Tue 6 Jan 2009
Four months of warm weather and well-limed soil are basic to a successful peanut patch. Peanuts are vegetables and are not difficult to grow and prepare. just ask any Southeastern resident who fixes boiled and salted peanuts or peanut soup. As vegetables or nuts, peanuts are interesting to watch and can reward you with a pint of peanuts per plant. Plants grow about 12 inches high and spread 2 to 3 feet across.

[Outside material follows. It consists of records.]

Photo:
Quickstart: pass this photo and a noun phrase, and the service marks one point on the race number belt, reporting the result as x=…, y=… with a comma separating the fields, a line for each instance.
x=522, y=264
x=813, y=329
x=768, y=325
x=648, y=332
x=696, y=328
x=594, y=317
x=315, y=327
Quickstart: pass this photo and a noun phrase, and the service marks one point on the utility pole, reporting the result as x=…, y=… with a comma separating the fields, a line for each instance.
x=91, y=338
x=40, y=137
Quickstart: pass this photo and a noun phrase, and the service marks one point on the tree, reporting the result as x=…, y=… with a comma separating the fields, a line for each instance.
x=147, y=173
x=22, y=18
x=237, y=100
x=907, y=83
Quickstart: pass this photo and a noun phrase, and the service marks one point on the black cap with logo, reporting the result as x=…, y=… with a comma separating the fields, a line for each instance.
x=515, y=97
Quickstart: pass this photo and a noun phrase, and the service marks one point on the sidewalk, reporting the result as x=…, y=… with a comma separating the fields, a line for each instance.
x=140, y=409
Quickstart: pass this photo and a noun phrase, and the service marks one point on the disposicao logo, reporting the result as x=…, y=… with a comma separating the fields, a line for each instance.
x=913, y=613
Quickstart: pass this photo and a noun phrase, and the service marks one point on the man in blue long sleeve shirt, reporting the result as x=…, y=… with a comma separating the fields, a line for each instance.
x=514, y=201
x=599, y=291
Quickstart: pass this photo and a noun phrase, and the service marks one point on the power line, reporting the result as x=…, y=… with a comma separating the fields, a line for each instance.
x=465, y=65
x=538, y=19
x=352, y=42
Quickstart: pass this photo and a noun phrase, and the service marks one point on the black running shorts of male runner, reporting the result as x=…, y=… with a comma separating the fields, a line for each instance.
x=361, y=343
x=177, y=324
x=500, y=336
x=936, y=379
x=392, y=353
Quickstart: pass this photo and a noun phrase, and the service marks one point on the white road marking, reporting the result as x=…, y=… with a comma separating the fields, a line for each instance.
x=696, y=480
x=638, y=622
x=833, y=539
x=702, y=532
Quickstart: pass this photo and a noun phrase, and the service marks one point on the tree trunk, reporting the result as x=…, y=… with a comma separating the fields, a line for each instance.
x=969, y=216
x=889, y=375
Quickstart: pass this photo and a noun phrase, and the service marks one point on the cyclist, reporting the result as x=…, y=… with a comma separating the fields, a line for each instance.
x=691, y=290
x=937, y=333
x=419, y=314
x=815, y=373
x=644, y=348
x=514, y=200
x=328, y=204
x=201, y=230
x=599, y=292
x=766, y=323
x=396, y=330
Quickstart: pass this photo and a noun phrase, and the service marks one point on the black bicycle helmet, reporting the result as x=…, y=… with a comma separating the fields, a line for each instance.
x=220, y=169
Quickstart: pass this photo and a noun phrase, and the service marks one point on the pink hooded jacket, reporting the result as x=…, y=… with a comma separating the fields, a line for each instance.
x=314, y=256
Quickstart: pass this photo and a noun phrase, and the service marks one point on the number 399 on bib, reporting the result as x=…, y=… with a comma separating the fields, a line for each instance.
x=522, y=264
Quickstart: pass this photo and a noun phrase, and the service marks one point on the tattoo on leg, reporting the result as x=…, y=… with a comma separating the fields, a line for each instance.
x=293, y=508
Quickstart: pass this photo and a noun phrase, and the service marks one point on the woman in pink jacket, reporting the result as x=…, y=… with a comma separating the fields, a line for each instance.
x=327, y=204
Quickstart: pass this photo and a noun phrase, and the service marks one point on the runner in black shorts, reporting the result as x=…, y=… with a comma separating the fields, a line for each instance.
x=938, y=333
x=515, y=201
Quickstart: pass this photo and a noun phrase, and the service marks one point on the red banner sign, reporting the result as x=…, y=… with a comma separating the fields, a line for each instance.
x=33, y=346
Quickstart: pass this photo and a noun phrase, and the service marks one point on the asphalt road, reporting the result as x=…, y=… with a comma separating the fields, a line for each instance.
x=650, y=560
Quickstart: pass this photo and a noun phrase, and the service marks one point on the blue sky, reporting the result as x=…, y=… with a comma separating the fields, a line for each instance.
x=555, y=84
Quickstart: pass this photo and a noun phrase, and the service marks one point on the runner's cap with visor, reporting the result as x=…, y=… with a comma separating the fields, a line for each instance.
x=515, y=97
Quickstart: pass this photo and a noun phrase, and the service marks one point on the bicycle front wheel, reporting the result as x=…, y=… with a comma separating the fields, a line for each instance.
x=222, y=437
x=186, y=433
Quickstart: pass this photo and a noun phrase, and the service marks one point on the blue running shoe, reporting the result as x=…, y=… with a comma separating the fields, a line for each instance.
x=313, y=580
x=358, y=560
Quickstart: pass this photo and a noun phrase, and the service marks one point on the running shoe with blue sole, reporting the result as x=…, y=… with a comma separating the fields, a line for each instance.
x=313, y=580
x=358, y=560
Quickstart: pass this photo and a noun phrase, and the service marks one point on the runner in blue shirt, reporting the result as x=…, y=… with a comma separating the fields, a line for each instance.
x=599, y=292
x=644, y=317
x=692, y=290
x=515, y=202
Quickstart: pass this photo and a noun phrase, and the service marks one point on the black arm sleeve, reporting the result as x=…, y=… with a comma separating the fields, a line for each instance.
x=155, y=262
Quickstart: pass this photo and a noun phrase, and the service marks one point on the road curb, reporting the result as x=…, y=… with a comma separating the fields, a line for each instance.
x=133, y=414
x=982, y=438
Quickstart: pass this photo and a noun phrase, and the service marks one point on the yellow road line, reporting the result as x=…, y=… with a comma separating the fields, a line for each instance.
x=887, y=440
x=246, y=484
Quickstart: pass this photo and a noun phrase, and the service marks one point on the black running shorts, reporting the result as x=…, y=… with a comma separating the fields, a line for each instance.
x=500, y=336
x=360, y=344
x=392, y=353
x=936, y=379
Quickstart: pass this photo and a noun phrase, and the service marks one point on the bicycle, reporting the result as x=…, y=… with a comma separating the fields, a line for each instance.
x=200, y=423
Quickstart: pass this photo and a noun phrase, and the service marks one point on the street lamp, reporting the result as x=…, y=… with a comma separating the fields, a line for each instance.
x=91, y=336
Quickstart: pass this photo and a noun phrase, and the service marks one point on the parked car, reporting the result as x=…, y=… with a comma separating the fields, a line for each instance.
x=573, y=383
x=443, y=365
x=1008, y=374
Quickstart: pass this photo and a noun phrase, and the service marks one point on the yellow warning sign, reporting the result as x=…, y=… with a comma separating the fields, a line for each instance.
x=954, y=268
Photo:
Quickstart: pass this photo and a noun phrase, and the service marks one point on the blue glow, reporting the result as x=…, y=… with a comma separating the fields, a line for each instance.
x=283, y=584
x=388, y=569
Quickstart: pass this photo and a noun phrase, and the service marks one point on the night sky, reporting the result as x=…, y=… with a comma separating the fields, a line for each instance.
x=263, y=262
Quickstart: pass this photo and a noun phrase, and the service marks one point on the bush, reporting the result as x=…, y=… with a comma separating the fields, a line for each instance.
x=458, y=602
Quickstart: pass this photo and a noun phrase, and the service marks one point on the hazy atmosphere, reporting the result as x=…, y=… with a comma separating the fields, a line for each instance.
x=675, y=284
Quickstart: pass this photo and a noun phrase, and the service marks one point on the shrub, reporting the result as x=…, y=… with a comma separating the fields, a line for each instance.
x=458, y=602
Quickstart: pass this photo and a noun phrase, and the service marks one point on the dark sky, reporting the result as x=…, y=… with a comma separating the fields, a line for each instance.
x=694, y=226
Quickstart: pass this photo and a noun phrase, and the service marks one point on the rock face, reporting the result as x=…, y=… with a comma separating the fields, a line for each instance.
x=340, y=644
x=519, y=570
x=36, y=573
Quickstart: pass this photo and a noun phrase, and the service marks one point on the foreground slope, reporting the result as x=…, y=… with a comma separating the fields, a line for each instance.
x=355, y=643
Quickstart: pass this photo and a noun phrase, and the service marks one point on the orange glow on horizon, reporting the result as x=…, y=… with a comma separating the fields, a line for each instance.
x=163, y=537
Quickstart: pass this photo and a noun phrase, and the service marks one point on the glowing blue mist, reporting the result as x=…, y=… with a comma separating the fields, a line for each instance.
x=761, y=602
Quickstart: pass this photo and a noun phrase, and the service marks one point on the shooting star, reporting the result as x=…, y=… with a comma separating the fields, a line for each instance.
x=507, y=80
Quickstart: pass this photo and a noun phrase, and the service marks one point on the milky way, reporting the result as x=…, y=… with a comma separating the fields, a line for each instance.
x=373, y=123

Peanuts mature in 110-120 days and show a decided preference for warm, well-drained, sandy or silt soil. One of the legumes, peanuts can use nitrogen from the air and don’t need heavy fertilizing or rich soil. Following pollination, blossoms send little corkscrew tendrils into the soil. Almost every tendril will develop an underground cluster of well-filled peanuts.
How to plant
Peanuts need lots of calcium. Dig in about 5 pounds of ground limestone per 100 square feet each spring (except on alkaline soil). Plant peanut seeds on built-up rows unless you have sandy soil. Shell the seeds without removing the thin red skins and sow them 1′/2 inches deep and 3 inches apart after all danger of frost is past and the soil is warm. If you want only a few plants, start the seeds indoors in peat pots filled with sandy soil and transplant them before the roots start to penetrate the walls of the pots. Cover the young transplants until they get started.
Care
Peanuts require a light application of balanced fertilizer before planting and again in the middle of the growing season. They are not heavy drinkers. Don’t cultivate around plant after pegs (just-forming peanuts) thrust themselves into the ground.
Harvesting
Harvest peanuts before fall frosts. Where summers are long, peanut plants will begin to turn yellow and die back when the nuts are ripe. Dig up the plants with a spading fork, carefully prying to keep from breaking up clusters. Gently knock off most of the soil. Place the plants in a warm, shaded, airy spot and allow the peanuts to dry. In two or three weeks, when the leaves are crumbly dry, pull the nuts off and store them in cloth bags. Allow them to dry thoroughly.
In containers
If soil is prepared as described above, peanuts will thrive in boxes or tubs with a soil depth of 12 to 18 inches.